Billboards happen to be the world’s oldest form of advertising. Signage was the earliest form of marketing communications used by the first Egyptian merchants who chiseled sales and promotional messages onto stone tablets, later posting them along public roads.

Improvements in printing production led to the evolution from handchiseled stone tablet signs to more aesthetically designed posters, originally called bills, in the 1800s.

Billboard as a media strategy was originally extensively used by circuses, whose owners invested heavily in advanced promotions. Many of the circus owners eventually became providers of billboards themselves.

In the 20th century, marketers began to seriously look at billboards as a means to establish brand awareness. This was also the same period when outdoor shrines like the New York City’s Times Square in the West Coast and Hollywood’s Sunset Strip in the East Coast rose due to the huge number of spectacular displays by brand icons like Coke, Kellogg, Levis, Wrigley, etc. Both shrines reign as the outdoor capital of the world even today. New York City’s Time Square rests between Broadway and 7th and 43rd and 47th streets while Sunset Strip is a 2.2-mile stretch along Sunset Blvd. running between Beverly Hills and the city of Los Angeles. Advertisers are not only encouraged to construct bigger and brighter displays in these areas but the City Planning Commission mandates it due to its tourism value.
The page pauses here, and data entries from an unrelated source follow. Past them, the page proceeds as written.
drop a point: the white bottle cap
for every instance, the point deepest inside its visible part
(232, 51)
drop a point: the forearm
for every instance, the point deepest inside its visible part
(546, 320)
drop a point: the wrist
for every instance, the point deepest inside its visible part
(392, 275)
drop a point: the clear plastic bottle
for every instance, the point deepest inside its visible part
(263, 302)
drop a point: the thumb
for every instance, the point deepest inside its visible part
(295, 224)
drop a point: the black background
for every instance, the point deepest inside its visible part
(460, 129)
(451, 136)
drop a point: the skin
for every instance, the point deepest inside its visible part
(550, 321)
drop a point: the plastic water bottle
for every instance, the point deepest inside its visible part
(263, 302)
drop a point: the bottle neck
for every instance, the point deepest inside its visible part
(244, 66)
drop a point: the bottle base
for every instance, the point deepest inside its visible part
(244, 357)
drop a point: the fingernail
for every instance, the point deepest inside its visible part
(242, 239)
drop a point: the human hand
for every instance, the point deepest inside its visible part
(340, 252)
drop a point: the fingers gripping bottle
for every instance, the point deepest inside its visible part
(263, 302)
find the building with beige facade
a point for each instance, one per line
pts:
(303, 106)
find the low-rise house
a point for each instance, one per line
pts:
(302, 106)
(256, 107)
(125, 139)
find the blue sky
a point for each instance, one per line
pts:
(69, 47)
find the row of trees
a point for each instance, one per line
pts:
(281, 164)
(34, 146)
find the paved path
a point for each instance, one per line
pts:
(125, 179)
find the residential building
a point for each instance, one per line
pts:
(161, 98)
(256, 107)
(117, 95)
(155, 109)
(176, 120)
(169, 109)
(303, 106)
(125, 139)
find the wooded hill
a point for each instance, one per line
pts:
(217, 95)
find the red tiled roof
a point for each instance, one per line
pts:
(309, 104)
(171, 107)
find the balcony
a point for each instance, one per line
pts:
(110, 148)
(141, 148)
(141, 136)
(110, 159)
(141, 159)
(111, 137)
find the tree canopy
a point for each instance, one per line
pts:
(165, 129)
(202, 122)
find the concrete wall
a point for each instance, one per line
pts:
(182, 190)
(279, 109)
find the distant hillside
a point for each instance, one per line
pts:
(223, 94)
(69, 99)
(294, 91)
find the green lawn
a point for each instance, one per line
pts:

Over time, the increasing number of billboard suppliers in the U.S. has led to the creation of the Outdoor Advertising Association of America (OAAA), In the Philippines, a self-regulatory body, the Outdoor Advertising Association of the Philippines, was established in 1964 to help enforce public safety consciousness in the construction of outdoor signs and structures among member companies.

Growth of billboards

In more recent years, the billboard’s critical role in creating awareness and purchase intent is increasingly becoming recognized. A number of factors have fueled this growth:

1. Dramatic increases in vehicle ownership and the increasingly mobile lifestyle of individuals.

2. Women migrating from in-home to out-of-home. Women as primary buying influencers in the past were easier to reach. This changed as more and more women began to work and marketers had to think of ways to reach them outside their homes.

3. The medium’s capability to reach targeted consumers while they travel to their daily destinations.

4. The medium’s flexibility to reach specific target markets around their lifestyle e.g. billboards mounted close to the workplace, homes and neighborhoods, shopping districts, schools, etc.

5. Technological improvements in the production of large format signs today do justice to the product or service features.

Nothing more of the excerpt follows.